What better to way to celebrate the re-birth of our blog then by returning to its roots – the restaurant that started it all: Scampo. Enough time had passed since our first trip to Scampo that I was legitimately excited to go back. I had fond memories of the homemade mozzarella and my nightmares of the elephant ear bread – that absolutely absurd bread tepee that seemed more like the unfortunate product of a kindergarten art project than an actual piece of food- had finally begun to fade. This time we opted for the more sensible bread options of focaccia with robiola and the naan with prosciutto, both were damn tasty. Things got better when the mozzarella tasting arrived. Four different kinds of housemade mozzarella were served with some prosciutto, sliced pears, and some sort of honey/jam. Simple, delicious, even impressive. It is one of the best appetizers I’ve had in Boston.

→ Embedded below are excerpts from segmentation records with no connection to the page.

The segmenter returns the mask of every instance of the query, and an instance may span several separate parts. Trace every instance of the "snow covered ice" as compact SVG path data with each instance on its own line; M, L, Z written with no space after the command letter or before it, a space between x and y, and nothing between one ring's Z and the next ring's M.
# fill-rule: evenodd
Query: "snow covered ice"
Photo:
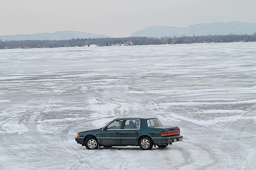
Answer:
M0 50L0 169L253 169L256 43ZM77 132L158 117L184 140L88 150Z

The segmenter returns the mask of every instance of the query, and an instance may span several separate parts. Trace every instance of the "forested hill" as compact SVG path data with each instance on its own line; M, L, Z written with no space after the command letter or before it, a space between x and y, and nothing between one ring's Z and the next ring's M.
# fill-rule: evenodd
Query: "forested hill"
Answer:
M133 33L131 37L180 37L209 35L243 35L256 32L256 23L237 22L215 22L188 26L186 27L152 26Z
M256 41L256 33L250 35L209 35L202 36L183 36L180 37L162 37L160 39L147 37L133 37L126 38L82 39L59 41L0 41L0 49L83 46L90 46L93 44L97 46L113 46L230 42L239 41Z

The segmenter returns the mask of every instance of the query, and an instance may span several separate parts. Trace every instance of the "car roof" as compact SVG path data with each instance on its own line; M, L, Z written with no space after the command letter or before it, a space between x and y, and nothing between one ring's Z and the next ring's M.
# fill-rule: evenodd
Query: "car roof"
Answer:
M151 118L158 118L156 117L122 117L122 118L115 118L114 120L127 120L127 119L140 119L140 120L147 120L147 119L151 119Z

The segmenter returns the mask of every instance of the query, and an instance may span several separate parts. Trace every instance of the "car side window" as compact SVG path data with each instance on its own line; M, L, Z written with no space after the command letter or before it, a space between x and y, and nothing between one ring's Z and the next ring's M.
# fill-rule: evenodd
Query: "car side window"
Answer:
M148 119L147 120L147 127L154 127L155 126L155 122L152 119Z
M125 122L125 129L139 129L139 120L127 120Z
M107 129L121 129L123 120L117 120L110 123L106 128Z

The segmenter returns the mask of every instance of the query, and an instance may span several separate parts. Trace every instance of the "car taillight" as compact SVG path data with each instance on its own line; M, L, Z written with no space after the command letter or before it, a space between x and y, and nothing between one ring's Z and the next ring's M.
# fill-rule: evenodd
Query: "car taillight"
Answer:
M172 131L162 131L161 133L162 137L166 137L170 135L174 135L176 134L180 134L179 130L172 130Z

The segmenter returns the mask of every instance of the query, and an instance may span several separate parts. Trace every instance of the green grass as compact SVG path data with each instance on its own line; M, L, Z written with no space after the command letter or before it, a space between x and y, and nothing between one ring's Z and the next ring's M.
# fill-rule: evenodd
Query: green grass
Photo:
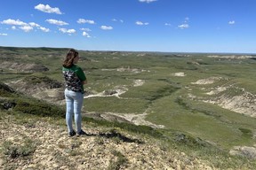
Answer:
M4 74L1 74L0 81L8 82L25 78L35 84L38 81L35 77L41 77L46 81L56 80L56 82L63 82L61 65L67 51L67 49L0 48L2 55L0 62L5 60L21 63L36 62L50 69L44 73L15 73L4 69ZM85 121L100 126L122 128L135 133L148 135L151 133L152 136L168 139L167 141L172 144L177 144L172 141L176 136L173 132L180 132L186 136L191 136L192 139L200 138L207 141L225 151L228 151L235 146L255 144L253 138L254 129L256 129L255 118L220 108L217 104L192 100L188 96L211 99L225 94L232 97L243 94L241 89L255 96L256 60L212 58L208 58L207 54L190 54L189 57L182 57L182 54L178 56L159 53L139 56L136 52L123 55L124 53L114 54L107 51L80 51L80 54L82 60L78 65L85 71L88 79L88 84L84 86L86 90L94 94L116 89L126 90L125 93L120 95L119 98L95 97L84 99L84 111L85 112L139 114L147 112L148 113L147 120L164 125L165 128L163 131L153 130L144 126L137 127L88 118L85 118ZM28 55L28 58L24 58L24 55ZM118 71L120 68L124 70ZM186 76L173 76L174 73L180 72L184 73ZM222 77L223 79L206 85L191 83L209 77ZM143 80L145 82L142 86L134 87L135 80ZM230 85L236 87L212 96L206 94L218 87L229 87ZM24 112L50 117L56 114L63 117L65 113L64 106L59 110L54 105L48 105L48 104L29 97L15 98L13 94L6 94L3 91L0 93L2 97L9 97L10 100L17 103L17 107L13 109L17 114ZM53 115L52 112L54 112ZM190 149L186 149L186 146L184 150L190 151ZM201 151L203 153L205 152L202 153L204 157L208 157L206 151L204 148ZM212 151L209 157L214 154L217 153ZM242 160L239 162L236 158L235 160L236 163L234 163L234 166L244 163L244 162ZM223 162L220 163L220 161L218 162L215 158L214 161L214 165L220 164L220 166L225 165L224 161L228 160L223 158ZM228 162L227 164L233 165L231 161Z

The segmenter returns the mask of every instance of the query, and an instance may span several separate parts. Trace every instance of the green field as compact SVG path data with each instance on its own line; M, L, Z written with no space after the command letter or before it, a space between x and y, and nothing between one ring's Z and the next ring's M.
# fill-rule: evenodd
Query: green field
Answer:
M67 50L2 47L1 63L36 63L49 70L22 73L1 68L0 81L47 76L63 82L61 62ZM85 98L84 112L146 113L146 120L164 126L162 130L165 135L181 132L225 151L255 144L256 112L253 114L253 109L250 112L245 106L255 108L256 104L256 56L240 58L243 55L79 52L82 59L78 66L88 79L86 91L95 96L104 90L124 91L118 97ZM199 80L207 82L196 83ZM227 108L228 103L225 101L232 101L234 97L246 97L248 101L243 103L242 97L242 102L238 100L241 104ZM239 104L244 108L240 113L232 110L238 110Z

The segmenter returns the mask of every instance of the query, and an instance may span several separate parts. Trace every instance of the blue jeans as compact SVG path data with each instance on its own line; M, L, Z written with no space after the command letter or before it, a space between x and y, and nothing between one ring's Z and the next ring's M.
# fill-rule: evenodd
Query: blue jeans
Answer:
M75 114L75 124L76 127L77 133L81 131L81 109L83 106L84 94L81 92L75 92L68 89L65 89L65 99L66 99L66 123L68 126L68 132L72 132L72 120Z

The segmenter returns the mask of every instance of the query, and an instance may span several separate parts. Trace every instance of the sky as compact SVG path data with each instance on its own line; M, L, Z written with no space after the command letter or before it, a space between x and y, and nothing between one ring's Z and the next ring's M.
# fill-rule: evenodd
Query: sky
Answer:
M256 53L256 0L6 0L0 46Z

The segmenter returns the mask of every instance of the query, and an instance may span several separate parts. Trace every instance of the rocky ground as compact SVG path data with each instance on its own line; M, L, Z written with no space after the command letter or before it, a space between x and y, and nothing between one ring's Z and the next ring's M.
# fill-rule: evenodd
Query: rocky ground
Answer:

Unfortunately, it was downhill from there. The pumpkin soup tasted and looked like butter soup, the duck and quince pizza was particularly oily and the entrees just didn’t make sense. Of the swordfish, the tagliatta (thinly sliced sirloin), and the beet ravioli stuffed with oxtail, the swordfish was the winner for no other reason than that it had the fewest components on the plate. The beet ravioli were smothered in horseradish “crema” and then drowned in broth, turning what might have been great, into a soup with some squirts of cream and red pasta leaking meat. Even the tagliata came smothered in some kind of cream. The meat was cooked well, but the kitchen was doing its best to hide it.
So Scampo hasn’t changed much. What would be good food is getting bogged down by bad ideas and it’s still not worth the price. But if you go, get a glass of wine and a plate of fresh mozzarella. Heck, get two or three and call it a night.